Others who spoke at the send-off event included Israeli KnessetMember Dov Lipman, himself an immigrant from Silver Spring, Md., and Elad Sanderovich, the executive director of Garin Tzabar.
“By the power invested in me as a member of the parliament, we are no longer calling you chayalim bodedim, which means lone soldiers,” Lipman said. “I have witnessed over the last few months in Israel — you are not lone soldiers, you are loved soldiers, chayalim ahuvim.”
Sanderovich told the group of future soldiers to “take care of yourself” and to “please call your parents,” which drew several smiles and firm nods from tearful parents.
Following the ceremony, the new immigrants proceeded to security check-in after final emotional hugs from their loved ones.
In flight, Goldberg, an involved member of the Young Judaea Zionist youth movement, reflected on Lipman’s assertion that the lone soldiers aren’t really alone.
“Since I decided to make aliyah, all of the Israelis I know have been more than welcoming,” said Goldberg. “Like he said, the expression is lone soldier, but you don’t feel that — that’s a powerful statement because it really is one mishpachah gedolah,” or large family.
He added that he considers himself to be a “total language nerd” and is very excited about being immersed in Israel’s Hebrew-speaking culture.
Sitting across the aisle from Goldberg was Chetrit, the South Jersey immigrant who, at age 18, was one of the youngest of the new soldiers. “My sister Noy made aliyah last year and she loved it,” Chetrit said. “I saw the motivation and I was like, ‘I have to do this.’ “
With Israeli parents and having spent previous time in Israel, the move was a natural progression, Chetrit said, adding that he hopes to join the Golani infantry brigade’s 51st battalion, which is known  around Israel as a rough-and-tough unit.
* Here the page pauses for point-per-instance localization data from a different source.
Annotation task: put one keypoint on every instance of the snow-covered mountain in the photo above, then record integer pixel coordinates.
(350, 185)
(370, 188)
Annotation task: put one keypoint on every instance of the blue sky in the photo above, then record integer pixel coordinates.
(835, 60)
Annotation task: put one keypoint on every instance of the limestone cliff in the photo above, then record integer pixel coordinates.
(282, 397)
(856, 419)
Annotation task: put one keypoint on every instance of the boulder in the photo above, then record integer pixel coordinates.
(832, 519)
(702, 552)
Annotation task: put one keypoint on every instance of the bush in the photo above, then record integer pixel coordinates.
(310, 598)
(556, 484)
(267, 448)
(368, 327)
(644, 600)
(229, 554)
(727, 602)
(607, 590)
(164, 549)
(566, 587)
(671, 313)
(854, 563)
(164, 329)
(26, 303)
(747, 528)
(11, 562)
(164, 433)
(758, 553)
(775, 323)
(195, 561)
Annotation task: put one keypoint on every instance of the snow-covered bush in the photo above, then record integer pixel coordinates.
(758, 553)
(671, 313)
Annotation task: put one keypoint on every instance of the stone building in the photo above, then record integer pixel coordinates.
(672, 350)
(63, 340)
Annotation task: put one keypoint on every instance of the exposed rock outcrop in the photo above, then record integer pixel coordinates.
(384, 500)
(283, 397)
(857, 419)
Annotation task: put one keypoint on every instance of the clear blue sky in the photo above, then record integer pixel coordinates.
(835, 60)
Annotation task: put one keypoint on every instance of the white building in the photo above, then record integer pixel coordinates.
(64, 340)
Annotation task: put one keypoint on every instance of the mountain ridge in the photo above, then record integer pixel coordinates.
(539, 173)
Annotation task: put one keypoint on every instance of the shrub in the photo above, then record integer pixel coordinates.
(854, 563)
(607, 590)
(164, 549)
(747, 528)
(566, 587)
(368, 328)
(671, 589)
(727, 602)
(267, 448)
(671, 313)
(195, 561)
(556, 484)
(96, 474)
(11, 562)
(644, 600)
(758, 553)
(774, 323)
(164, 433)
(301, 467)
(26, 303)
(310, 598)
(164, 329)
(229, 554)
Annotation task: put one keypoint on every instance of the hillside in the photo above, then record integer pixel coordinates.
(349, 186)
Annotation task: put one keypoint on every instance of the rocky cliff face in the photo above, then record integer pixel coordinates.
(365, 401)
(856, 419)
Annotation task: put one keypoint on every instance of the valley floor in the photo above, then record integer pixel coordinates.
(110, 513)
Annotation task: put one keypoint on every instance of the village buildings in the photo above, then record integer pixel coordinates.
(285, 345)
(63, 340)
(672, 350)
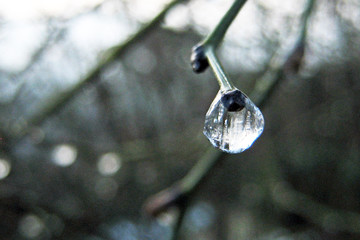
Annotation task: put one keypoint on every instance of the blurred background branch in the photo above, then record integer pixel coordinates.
(105, 129)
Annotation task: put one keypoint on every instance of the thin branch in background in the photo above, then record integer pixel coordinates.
(184, 190)
(55, 104)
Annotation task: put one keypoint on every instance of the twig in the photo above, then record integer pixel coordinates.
(55, 104)
(186, 187)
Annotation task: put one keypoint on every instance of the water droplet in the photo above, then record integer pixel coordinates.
(233, 130)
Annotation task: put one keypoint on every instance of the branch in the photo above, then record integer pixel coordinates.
(56, 104)
(184, 190)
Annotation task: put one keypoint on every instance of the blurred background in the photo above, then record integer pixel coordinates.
(79, 157)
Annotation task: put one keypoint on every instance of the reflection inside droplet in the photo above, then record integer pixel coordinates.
(31, 226)
(5, 168)
(233, 127)
(64, 155)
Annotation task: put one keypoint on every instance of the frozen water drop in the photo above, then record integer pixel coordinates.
(233, 122)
Upon arrival to Ben Gurion Airport, pandemonium ensued as Rivlin, backed by the media and hundreds of welcomers, mobbed the olim with cheers and words of support. 
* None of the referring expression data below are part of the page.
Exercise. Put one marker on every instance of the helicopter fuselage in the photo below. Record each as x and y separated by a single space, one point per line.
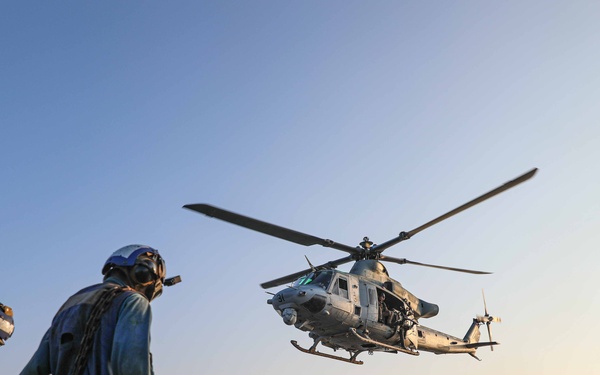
341 310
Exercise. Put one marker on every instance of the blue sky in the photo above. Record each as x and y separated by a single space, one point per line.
339 119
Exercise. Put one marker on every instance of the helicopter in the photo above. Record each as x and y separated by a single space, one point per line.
363 310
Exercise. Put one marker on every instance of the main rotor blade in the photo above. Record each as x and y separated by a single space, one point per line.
294 276
267 228
406 235
406 261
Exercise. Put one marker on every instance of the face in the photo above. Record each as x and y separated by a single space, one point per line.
149 275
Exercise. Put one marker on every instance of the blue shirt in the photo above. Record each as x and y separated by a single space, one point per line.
121 345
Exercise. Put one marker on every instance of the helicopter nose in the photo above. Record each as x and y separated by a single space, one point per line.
286 298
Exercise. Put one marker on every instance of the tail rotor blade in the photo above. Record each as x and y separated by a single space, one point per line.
490 335
484 304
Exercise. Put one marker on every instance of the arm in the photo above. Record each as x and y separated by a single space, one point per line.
39 364
131 344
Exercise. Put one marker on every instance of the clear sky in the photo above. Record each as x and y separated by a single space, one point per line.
336 118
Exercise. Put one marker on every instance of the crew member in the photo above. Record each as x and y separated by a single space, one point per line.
105 328
7 324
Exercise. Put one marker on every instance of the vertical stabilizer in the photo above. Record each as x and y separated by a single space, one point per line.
473 334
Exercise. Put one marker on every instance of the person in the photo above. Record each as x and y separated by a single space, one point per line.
7 324
105 328
384 312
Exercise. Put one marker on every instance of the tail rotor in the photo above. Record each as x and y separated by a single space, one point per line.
487 319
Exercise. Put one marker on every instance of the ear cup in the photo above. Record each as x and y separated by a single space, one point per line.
141 274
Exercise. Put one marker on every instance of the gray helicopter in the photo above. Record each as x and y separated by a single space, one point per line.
363 310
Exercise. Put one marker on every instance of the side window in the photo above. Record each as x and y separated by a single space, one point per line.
372 298
343 284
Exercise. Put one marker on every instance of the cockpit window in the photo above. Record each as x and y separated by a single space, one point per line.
319 278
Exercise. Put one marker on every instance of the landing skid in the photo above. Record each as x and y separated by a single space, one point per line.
378 343
314 351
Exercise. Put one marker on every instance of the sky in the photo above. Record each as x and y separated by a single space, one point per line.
341 119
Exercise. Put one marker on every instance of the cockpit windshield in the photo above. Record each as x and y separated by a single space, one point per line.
318 278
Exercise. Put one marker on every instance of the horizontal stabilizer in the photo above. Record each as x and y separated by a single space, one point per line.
479 344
Flying slightly under the radar during this greeting in the shadow of the Boeing 747-400 jumbo jet was Natan Sharansky, a Soviet-born Jew made famous by his 11-year stint in a Russian prison for his stance as a refusenik who demanded permission to move to Israel. Sharansky now serves as the chairman of the Jewish Agency for Israel. 
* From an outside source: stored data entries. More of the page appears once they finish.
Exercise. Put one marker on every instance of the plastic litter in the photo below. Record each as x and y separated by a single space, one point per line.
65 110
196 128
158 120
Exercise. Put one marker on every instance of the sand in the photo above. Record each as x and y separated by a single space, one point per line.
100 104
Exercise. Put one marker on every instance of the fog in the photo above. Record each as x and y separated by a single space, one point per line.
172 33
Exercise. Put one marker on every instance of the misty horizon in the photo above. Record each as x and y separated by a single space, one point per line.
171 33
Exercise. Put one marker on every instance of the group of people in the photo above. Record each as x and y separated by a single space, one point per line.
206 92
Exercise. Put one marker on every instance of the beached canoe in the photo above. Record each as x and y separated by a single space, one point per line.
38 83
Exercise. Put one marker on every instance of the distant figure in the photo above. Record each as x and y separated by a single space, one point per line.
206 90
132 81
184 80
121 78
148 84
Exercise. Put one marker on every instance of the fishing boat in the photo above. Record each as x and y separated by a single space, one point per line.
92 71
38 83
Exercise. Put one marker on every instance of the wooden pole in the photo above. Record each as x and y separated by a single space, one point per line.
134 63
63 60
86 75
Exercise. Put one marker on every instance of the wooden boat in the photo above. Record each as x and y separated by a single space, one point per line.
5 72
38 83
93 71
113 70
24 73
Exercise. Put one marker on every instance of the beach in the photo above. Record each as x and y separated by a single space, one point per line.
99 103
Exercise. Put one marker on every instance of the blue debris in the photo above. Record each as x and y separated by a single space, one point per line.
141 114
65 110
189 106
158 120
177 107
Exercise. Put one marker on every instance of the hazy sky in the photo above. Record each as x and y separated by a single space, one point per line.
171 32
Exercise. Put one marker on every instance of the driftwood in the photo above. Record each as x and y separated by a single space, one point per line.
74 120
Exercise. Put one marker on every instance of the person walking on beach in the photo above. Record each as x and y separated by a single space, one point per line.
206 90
Upon learning that six Philadelphia-area soldiers were on the flight, the author of Fear No Evil, a powerful memoir of his time in prison, said he wasn’t surprised.
The Jewish community in Philadelphia “always played a leading role in the struggle for Soviet Jewry and I think also in solidarity with Israel,” said Sharanksky. “So I’m not surprised that such a big part of the soldiers are coming from there.”
Among the crowd of olim was an Orthodox family of six sporting T-shirts that read “Aliyah is my Protective Edge,” referencing the name tagged by the Israel Defense Forces to the operation in Gaza. Several people toted dogs and cats in portable carriers. The youngest immigrant on the flight was a month and a half old, while the oldest was 93.
After the speeches, the immigrants waited around to complete paperwork before catching their free taxi rides to wherever they wanted in Israel — be it to family, friends or their Garin Tzabar destinations.
Tony Gilbert, co-founder of Nefesh B’Nefesh, left the new olim, tired from the emotions, long flight and general excitement of the aliyah process, with powerful words.
“Today, for the first time in a long time, and tonight when Israelis turn on the TV when they come home, and tomorrow morning when they read the newspapers, they’re not going to be counting and thinking about how many missiles came, they’re going to be counting and thinking about how many olim came,” Gilbert said. “Each and every one of you are the good news.”
Amishai Gottlieb traveled to Israel as a guest of Nefesh B’Nefesh.